An abundance of wealth.

It’s a way of being, meditation is. It’s living in that place between what is and what might be, that place that has room for our loneliness and limitations, but also room for our hopes and dreams. It’s a way of honoring our truest selves, more than it is something we do. It’s a way of milking all we can from life, embracing the richness of the comfortable alongside the uncomfortable. It doesn’t change things, but it changes everything.

Lift the Silence

“Take me to that place, where music sounds good again,” sings k.d. lang, and she did, she does. The sound two nights ago filled every inch of the auditorium, every pore in the room, and she took us there.

And all night long, and the next day, walking with other Edmontonians who’d come out to Lift the Silence, the refrain went on and on in my ears—take me to that place, where music sounds good again. That place where it is enough just to be alive, where facing each new day with a smile comes easily. That place where walking through dewy morning grass in bare feet is the purest pleasure, one worth getting up early for. That place where walking anywhere, the feeling of elastic hamstrings with each bounce of step, is the purest pleasure.

Take me to that place, before. Before I knew it wasn’t always enough to try hard, to pay your dues, to be kind and good. Before I doubted the motives and authenticity of our leaders. Before I knew dreams could be shattered and rupture us wide open and leave us raw to the elements. Before I watched that happen to my children, and my friends’ children. Before I knew about neurological or mitochondrial damage, before the stranger in the mirror, before we were orphaned, before we broke each other’s hearts.

Before I knew some who heard the music and loved it completely, only to have it silenced in a moment by being in the wrong place at the wrong time, or by some runaway cells that moved in and took over.

Before I knew the music could morph into cacophony, go quiet, even stop altogether. Before I knew some who panicked in the silence, and left us forever.

k.d. lang took us there the other night, not back to before all that—that’s never possible— but somehow, to that place where music sounds good again.

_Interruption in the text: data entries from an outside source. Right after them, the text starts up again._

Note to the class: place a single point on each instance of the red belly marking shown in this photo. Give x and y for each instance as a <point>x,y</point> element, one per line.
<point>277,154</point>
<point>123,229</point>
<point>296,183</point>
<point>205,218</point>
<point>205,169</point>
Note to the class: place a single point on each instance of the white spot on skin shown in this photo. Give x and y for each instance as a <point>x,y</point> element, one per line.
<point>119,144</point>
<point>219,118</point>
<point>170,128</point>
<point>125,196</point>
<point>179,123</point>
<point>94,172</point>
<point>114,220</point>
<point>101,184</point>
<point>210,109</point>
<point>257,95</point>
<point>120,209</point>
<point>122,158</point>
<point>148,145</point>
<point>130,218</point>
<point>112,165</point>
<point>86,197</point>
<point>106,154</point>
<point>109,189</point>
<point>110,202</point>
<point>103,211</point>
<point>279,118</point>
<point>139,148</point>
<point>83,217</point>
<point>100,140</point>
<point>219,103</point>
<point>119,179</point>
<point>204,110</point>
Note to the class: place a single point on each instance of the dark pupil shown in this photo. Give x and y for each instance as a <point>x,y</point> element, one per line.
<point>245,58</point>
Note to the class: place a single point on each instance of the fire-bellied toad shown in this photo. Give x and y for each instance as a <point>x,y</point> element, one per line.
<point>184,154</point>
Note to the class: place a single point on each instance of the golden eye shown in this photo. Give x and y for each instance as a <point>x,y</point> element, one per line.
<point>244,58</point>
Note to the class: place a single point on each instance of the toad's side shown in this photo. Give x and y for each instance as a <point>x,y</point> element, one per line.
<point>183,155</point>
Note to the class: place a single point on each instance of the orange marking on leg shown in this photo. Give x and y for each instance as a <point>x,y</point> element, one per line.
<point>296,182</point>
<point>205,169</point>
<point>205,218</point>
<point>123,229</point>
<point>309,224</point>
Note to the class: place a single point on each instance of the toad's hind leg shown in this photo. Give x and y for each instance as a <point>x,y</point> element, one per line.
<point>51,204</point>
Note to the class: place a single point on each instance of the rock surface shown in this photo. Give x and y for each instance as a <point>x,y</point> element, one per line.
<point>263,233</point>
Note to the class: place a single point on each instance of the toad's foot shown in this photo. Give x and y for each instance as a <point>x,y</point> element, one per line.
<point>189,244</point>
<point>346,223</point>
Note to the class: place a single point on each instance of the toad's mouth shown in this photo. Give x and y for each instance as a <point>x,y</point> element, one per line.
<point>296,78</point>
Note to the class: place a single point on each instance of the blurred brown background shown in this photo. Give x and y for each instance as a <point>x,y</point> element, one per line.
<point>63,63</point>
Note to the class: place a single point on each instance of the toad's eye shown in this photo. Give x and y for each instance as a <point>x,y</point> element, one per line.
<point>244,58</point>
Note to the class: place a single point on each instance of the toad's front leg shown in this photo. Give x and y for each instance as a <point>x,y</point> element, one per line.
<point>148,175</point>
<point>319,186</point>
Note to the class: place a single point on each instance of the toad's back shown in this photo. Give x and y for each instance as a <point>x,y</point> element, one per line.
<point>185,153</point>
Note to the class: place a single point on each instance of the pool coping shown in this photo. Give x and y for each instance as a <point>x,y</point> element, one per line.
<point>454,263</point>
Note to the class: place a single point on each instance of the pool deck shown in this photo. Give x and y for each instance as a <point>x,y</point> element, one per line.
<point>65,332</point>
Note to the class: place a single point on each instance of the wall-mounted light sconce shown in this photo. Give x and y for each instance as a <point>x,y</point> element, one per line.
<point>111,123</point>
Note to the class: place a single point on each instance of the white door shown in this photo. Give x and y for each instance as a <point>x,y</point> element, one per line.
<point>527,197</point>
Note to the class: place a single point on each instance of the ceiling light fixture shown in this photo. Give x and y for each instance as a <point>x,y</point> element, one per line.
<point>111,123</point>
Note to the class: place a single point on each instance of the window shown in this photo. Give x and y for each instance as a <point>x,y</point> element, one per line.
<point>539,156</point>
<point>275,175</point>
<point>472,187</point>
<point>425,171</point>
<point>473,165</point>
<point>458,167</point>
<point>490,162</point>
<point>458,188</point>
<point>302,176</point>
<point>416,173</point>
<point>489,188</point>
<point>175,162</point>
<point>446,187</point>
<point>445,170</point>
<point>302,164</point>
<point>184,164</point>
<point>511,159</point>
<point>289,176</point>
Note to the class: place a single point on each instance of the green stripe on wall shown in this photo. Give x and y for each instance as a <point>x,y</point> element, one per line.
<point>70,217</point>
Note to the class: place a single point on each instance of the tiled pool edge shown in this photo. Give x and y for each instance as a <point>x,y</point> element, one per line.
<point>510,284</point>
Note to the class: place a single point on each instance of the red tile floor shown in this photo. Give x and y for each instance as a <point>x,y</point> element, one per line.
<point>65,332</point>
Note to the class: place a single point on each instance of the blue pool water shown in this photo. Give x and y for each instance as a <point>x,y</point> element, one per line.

And maybe the echo will be enough for a while again, for most of us at least.

This Moment

At the shoreline that is early morning, the threshold of consciousness, I am dimly aware of what has been, of a dull ache, of sharp disappointment, of fear, of the uncertainty of the future. Just before the wave crests, a short vivid film—a long cold night of the soul, loneliness, the burying of more than a few dreams in hard cold ground. The wave breaks, and for a moment I weep. Then I breathe deeply. All but the present slips away. I savor the softness of my pillow, the cool air coming through the open window, the leaves rustling in the trees, the warmth of my blanket. Then the surprise of cool hands on my sore feet, then on the small of my back, and the contrast between pain and sweet pleasure is enormous, intense. Without the discomfort, the comfort would not be. A scratch cannot satisfy in the absence of an itch, this I have learned.

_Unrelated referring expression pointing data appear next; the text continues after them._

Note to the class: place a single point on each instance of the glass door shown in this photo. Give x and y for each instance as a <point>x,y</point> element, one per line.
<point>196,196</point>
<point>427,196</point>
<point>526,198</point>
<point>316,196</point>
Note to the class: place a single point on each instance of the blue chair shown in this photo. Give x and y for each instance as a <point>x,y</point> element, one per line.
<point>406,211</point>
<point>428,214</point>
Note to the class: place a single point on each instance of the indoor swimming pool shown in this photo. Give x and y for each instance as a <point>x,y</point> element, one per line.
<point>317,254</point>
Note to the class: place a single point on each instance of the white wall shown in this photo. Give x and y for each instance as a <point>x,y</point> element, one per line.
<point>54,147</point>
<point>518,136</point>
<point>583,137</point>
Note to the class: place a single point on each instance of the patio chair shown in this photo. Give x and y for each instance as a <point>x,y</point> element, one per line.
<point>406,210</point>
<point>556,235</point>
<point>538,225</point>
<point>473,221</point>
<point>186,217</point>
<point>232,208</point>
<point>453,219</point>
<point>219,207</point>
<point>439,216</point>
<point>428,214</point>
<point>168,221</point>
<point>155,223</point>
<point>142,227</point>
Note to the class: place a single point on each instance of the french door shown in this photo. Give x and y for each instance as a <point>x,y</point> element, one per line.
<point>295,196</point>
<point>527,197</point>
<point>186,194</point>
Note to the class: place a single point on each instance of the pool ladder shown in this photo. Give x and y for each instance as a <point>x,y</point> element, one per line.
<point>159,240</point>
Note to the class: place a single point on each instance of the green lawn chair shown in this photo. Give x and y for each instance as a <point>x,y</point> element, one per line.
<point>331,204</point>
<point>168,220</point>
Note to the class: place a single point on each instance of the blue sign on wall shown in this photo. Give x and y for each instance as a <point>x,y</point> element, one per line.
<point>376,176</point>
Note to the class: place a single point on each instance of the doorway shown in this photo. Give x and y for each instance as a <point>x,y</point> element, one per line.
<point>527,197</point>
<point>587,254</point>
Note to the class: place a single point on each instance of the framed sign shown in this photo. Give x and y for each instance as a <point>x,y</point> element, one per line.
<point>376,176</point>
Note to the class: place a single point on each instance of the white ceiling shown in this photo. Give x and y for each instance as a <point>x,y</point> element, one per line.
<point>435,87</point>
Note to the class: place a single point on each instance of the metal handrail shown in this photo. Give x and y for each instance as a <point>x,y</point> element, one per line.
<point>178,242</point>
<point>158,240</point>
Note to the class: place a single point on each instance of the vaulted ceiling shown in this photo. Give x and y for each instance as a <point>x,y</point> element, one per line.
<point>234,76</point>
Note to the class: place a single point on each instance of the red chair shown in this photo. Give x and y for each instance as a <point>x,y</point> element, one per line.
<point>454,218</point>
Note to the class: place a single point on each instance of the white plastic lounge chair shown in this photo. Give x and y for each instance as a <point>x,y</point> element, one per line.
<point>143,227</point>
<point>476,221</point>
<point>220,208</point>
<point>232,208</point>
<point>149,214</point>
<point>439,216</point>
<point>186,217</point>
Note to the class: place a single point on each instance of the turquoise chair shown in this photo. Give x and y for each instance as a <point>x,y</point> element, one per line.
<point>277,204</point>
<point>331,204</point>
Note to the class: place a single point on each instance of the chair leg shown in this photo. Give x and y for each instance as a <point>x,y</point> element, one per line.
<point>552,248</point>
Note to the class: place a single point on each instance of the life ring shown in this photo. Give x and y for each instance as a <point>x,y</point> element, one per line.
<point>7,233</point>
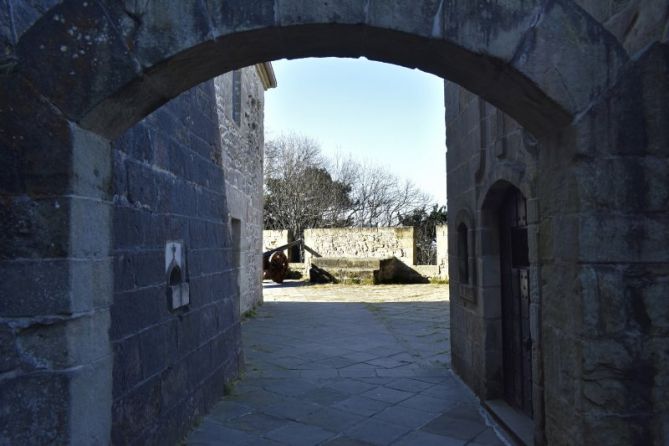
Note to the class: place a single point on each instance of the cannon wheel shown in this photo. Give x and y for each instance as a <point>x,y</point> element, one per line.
<point>278,267</point>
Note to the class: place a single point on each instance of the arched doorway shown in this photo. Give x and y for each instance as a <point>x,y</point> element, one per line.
<point>515,296</point>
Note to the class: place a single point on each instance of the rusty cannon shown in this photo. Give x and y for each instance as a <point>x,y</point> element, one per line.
<point>275,263</point>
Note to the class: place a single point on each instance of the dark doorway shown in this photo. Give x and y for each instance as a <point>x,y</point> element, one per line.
<point>514,268</point>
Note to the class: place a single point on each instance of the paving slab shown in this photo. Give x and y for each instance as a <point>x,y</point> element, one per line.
<point>347,366</point>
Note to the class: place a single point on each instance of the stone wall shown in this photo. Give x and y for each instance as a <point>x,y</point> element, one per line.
<point>599,331</point>
<point>362,242</point>
<point>442,251</point>
<point>242,139</point>
<point>273,238</point>
<point>184,173</point>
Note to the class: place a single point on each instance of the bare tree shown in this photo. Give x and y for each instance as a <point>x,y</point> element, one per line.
<point>378,196</point>
<point>299,191</point>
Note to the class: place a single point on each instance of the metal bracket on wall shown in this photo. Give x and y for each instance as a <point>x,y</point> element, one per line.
<point>178,289</point>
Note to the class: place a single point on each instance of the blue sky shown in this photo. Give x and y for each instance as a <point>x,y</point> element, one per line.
<point>385,113</point>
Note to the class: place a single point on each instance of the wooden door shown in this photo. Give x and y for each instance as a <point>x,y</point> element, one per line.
<point>517,342</point>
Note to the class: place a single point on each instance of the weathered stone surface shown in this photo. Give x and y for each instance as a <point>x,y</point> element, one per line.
<point>362,242</point>
<point>182,174</point>
<point>302,12</point>
<point>574,74</point>
<point>495,29</point>
<point>36,400</point>
<point>98,61</point>
<point>156,31</point>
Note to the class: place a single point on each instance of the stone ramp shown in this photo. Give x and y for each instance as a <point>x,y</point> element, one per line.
<point>348,373</point>
<point>364,270</point>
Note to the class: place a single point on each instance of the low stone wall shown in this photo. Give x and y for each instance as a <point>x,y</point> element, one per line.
<point>377,243</point>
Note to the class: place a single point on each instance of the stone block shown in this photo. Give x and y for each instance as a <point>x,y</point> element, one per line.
<point>421,18</point>
<point>91,164</point>
<point>35,227</point>
<point>80,34</point>
<point>90,228</point>
<point>240,15</point>
<point>128,230</point>
<point>571,82</point>
<point>292,12</point>
<point>34,163</point>
<point>136,410</point>
<point>91,406</point>
<point>65,344</point>
<point>46,282</point>
<point>136,310</point>
<point>604,237</point>
<point>127,371</point>
<point>9,357</point>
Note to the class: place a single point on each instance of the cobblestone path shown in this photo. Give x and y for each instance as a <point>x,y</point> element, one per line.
<point>348,365</point>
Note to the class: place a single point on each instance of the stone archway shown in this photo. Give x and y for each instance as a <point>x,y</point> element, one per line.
<point>80,72</point>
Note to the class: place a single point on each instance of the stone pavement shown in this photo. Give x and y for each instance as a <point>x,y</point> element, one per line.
<point>348,365</point>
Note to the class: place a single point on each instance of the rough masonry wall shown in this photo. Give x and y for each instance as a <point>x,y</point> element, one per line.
<point>242,142</point>
<point>362,242</point>
<point>176,178</point>
<point>599,328</point>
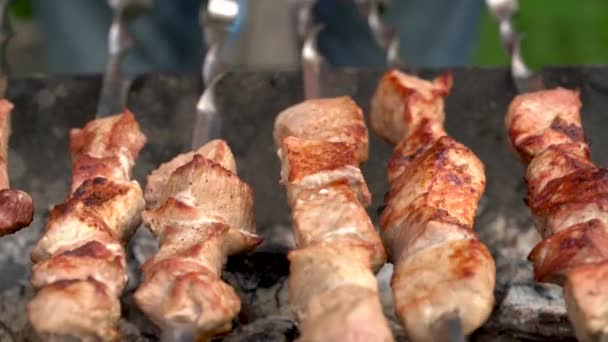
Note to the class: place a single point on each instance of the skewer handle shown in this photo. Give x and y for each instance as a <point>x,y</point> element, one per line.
<point>503,11</point>
<point>385,35</point>
<point>5,35</point>
<point>218,18</point>
<point>114,91</point>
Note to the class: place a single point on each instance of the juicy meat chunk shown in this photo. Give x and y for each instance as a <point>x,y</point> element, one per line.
<point>16,206</point>
<point>68,308</point>
<point>201,213</point>
<point>580,244</point>
<point>540,119</point>
<point>79,263</point>
<point>16,210</point>
<point>115,141</point>
<point>577,197</point>
<point>402,102</point>
<point>435,184</point>
<point>333,215</point>
<point>453,276</point>
<point>313,164</point>
<point>555,162</point>
<point>209,187</point>
<point>216,151</point>
<point>332,120</point>
<point>586,293</point>
<point>448,176</point>
<point>331,282</point>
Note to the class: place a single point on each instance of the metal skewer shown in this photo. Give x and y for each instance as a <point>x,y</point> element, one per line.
<point>385,35</point>
<point>448,328</point>
<point>313,65</point>
<point>115,87</point>
<point>5,35</point>
<point>217,17</point>
<point>503,11</point>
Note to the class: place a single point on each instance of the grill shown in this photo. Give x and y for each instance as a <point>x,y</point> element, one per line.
<point>47,107</point>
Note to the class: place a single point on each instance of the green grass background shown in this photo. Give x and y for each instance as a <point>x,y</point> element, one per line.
<point>557,32</point>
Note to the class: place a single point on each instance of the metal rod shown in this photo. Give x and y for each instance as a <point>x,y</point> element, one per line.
<point>503,11</point>
<point>448,328</point>
<point>217,20</point>
<point>385,35</point>
<point>5,35</point>
<point>115,86</point>
<point>312,65</point>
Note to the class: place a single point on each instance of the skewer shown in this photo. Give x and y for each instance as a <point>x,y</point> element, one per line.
<point>435,184</point>
<point>385,35</point>
<point>313,65</point>
<point>16,206</point>
<point>218,18</point>
<point>115,86</point>
<point>448,328</point>
<point>503,11</point>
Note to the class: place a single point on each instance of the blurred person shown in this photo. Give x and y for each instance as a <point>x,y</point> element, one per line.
<point>435,33</point>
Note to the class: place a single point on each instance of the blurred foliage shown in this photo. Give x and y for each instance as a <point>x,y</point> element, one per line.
<point>22,9</point>
<point>555,32</point>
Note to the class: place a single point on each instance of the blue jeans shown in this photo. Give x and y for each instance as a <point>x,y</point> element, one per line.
<point>433,33</point>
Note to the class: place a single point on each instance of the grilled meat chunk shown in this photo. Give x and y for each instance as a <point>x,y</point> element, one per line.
<point>427,222</point>
<point>16,206</point>
<point>201,213</point>
<point>332,286</point>
<point>567,195</point>
<point>79,263</point>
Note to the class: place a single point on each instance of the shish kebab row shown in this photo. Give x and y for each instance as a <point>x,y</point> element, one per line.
<point>201,212</point>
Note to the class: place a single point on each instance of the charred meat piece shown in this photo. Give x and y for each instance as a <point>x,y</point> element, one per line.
<point>567,195</point>
<point>435,184</point>
<point>332,286</point>
<point>79,263</point>
<point>16,206</point>
<point>201,212</point>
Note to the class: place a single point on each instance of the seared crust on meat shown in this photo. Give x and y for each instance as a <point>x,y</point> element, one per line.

Little changed in those few moments but my view of the landscape. It’s a view somewhat new to me, one that includes an acceptance of all that is, a knowing that we can tolerate that which we fear, that which is unpleasant. And in this moment, the surprise is that the pleasant outweighs the unpleasant once again. It’s true, much of the plot once brimming with the energy of new life and certainty is now devoid of life, empty, parched bare soil… but along the edges and in patches throughout I see bright fresh new shoots, blossoms that thrive on much less, life of a different sort, dreams much smaller, but vivid splashes of color nonetheless.

Color and warmth and touch give way to aroma: fresh coffee brewing. A new day. I will stop often to bring myself out of the past or the future and back to the present, out of my thoughts and into all my senses. I do it more easily now than I used to, for which I am grateful. It is one of the gifts of having come face-to-face with my mortality.